Cependant, Susan Schwab, la représentante américaine au commerce, s’est déplacée à Genève en juillet avec une nouvelle offre - bien que limitée - pour réduire les subventions agricoles. Elle a fortement insisté sur le fait que l’offre resterait valable, même en cas d’échec des négociations. Les Etats-Unis ont par ailleurs joué un rôle dominant dans les négociations du G7 en septembre visant à sauver le Cycle de Doha.

L’administration Bush n’a absolument aucune raison de faire pression pour que cet accord aboutisse. Un certain nombre de facteurs ont déjà été explorés au cours des derniers mois. De nombreux observateurs pensent que le Président Bush souhaite ajouter Doha au maigre tableau de sa présidence. Pour son administration, un succès sur Doha reviendrait également à une victoire sur le Congrès, dominé par les démocrates et sensible sur le sujet de l’agriculture. Pour la représentante au commerce, un accord de Doha « réussi » permettrait d’ouvrir de nouveaux marchés aux exportateurs américains. Susan Schwab se plaît également à éviter d’endosser une quelconque responsabilité pour l’impasse dans laquelle se sont retrouvées les négociations récemment. L’administration actuelle souhaite inscrire à son actif les progrès réalisés jusqu’à présent - autant que faire se peut - avant que la nouvelle administration reprenne le flambeau (qui pourrait se montrer plus méfiante sur la libéralisation des échanges de manière générale). Enfin, son offre d’augmenter les réductions de subventions en juillet - « une nouvelle clause de la paix » - semble correspondre aux peurs de Washington : sans accord, les Etats-Unis risquent de devoir affronter un nombre croissant de conflits dans des domaines divers en rapport avec ses subventions agricoles. Serait-il possible qu’en défendant l’accord de Doha, Washington espère acheter la paix pour quelques années au moins ?

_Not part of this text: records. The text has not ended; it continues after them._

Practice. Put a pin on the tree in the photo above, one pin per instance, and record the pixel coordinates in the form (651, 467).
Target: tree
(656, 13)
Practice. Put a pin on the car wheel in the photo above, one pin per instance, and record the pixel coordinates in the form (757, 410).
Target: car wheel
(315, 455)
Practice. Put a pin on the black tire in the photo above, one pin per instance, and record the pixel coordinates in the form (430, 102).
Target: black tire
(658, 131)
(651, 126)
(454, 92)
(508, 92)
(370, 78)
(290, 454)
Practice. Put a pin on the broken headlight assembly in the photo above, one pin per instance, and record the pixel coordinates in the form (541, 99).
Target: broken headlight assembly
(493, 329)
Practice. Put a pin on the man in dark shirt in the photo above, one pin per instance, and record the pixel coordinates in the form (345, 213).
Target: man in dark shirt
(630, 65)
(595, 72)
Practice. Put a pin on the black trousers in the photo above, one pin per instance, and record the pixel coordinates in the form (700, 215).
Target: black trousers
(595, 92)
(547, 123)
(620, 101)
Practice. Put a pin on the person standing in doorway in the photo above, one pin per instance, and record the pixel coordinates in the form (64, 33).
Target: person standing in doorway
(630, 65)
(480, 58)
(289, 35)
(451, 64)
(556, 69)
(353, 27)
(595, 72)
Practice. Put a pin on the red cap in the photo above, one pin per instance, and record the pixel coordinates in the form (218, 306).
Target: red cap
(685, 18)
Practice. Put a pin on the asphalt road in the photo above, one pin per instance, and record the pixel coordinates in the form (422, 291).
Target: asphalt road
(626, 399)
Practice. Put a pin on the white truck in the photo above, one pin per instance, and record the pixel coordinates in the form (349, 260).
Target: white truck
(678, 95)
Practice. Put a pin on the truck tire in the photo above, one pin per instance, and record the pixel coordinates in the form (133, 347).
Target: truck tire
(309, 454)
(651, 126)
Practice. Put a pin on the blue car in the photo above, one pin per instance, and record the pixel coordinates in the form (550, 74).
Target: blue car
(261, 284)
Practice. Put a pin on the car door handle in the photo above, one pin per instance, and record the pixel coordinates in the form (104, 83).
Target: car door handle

IV. LE MSS EST-IL REELLEMENT A L’ORIGINE DE L’ECHEC DES NEGOCIATIONS DE JUILLET ?

Depuis l’échec des négociations en juillet, la version officielle du Secrétariat de l’OMC est la suivante : les membres étaient sur le point de parvenir à un accord mais en ont été empêchés par une mesure technique appelée le « Mécanisme de sauvegarde spéciale » (MSS). A force de répéter cette version, elle s’est transformée en une vérité immuable.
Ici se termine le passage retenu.